1741-04-01, de Voltaire [François Marie Arouet] à Jean Jacques Dortous de Mairan.

Me voicy Monsieur tout àtravers du schisme.
Je suis toujours le Confesseur de votre Evangile, au milieu des tentations. Je vous envoye Mon petit grimoire. Vous veréz seulement par la première partie si je vous ay Bien entendû. Et en cas que vous trouviéz quelques Réflexions un peu neuves dans la seconde partie, vous pouréz montrer Mes questions à votre aréopage. Je Seray Curieux de sçavoir si on Croit que je suis dans le bon chemin. Voilà tout ce que je prétends. Je ne veux point une aprobation, mais une décision. Ai-je tort? ai-je raison? ai-je bien ou mal pris vos idées?

Vous recevréz peutêtre la réponse de Madame la Marquise Du Chastelet imprimée en Recevant mon manuscrit.

Puisque vous avéz eû la patience de lire Mon Essay sur la Métaphisique de Leibnitz, vous avéz déjà vû que l'amitié ne me donne, ny ne m'otte mes opinions.

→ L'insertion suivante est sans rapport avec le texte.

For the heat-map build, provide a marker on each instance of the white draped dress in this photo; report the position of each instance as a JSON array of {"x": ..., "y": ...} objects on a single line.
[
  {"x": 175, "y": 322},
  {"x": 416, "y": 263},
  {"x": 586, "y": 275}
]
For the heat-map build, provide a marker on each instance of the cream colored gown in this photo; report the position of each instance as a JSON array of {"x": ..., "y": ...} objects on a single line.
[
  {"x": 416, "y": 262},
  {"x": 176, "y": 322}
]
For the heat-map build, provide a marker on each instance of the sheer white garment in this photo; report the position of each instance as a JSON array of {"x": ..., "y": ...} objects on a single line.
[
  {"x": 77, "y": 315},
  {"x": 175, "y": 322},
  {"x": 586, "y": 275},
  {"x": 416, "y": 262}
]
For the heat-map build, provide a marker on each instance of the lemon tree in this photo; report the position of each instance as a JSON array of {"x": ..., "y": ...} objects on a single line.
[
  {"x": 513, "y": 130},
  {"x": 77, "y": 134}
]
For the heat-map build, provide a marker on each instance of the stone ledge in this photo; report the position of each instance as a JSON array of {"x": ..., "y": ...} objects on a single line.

Ce petit traité mal imprimé en Hollande, fait partie d'une introduction aux Eléments de Neuton qu'on Réimprime; et c'est à Madame Duchastellet elle même que j'adresse et que je dédie cet ouvrage dans lequel je prends la liberté de la combattre. Il me semble que c'est là pour les gens de lettres un Bel Exemple qu'on peut estre tendrement et Respectueusement attaché à ceux que l'on contredit.

Je me flatte donc que votre petitte Guere avec Madame Duchastellet ne servira qu'à augmenter l'estime et l'amitié que vous avéz l'un pour l'autre. Elle est un peu piquée que vous luy aiéz Reprochéz qu'elle n'a pas lu asséz votre mémoire. Je voudrois qu'elle fût persuadée des choses que vous y dites autant qu'elle les a lües, mais songeons, mon cher et aimable philosophe, combien il est difficile à l'esprit humain de renoncer à ses opinions. Il n'y a que l'auteur de Telemaque à qui cela soit arrivé. C'est qu'il aima mieux sacriffier le quiestisme que son archevêché, et madame Duchastellet ne veut point sacriffier Les forces vives, même à vous. Elle ne peut point Convenir qu'il soit possible d'épuiser la force à former des ressorts, et de la reprendre ensuitte. Elle trouve là une contradiction qui la frappe. J'ay Beau faire, nous disputons tout le jour, et nous n'avançons point. Voilà pourquoy je veux sçavoir si son opiniâtreté ne vient pas en partie de ses lumières, et en partie de ce que je soustiens mal votre cause. Je ne sçay par quelle fatalité les dames se sont déclarées pour Leibnitz. Madame la princesse de Columbrano a écrit aussi en faveur des forces vives. Je ne m'étonne plus que ce party soit si considérable. Nous ne sommes guères galants ny vous ny moy. Mais vous estes comme Hercule qui combatoit contre les amazonnes sans ménagement, et moy je ne suis dans votre armée qu'un volontaire peu dangereux. Si nous étions à Paris la paix seroit Bientôt faitte et je me flatte Bien que nous dînerions ensemble un jour dans cette Belle maison consacrée aux arts peinte par le Sueur et par le Brun et digne de recevoir Monsieur de Mairan.

Adieu cher ennemi de mes amis, adieu mon maître digne d'estre celuy de votre illustre et aimable adversaire.

Depuis cette lettre écritte je reçois votre billet à l'abbé Moussinot. Ne me répondez point mon cher philosophe. Le temps est à ménager quoy qu'en disent les forces viviers.

Mais si vous croyez que vous me ferez plaisir en montrant à l'académie de quelle façon je pense, si on peut voir par mon mémoire que je ne suis pas absolument étranger dans Jerusalem, ayez la bonté de le communiquer, sinon pereat.

Je me tiens pour répondu. Je ne veux pas un mot. Je vous embrasse, je vous estime, je vous aime autant que vous le méritez.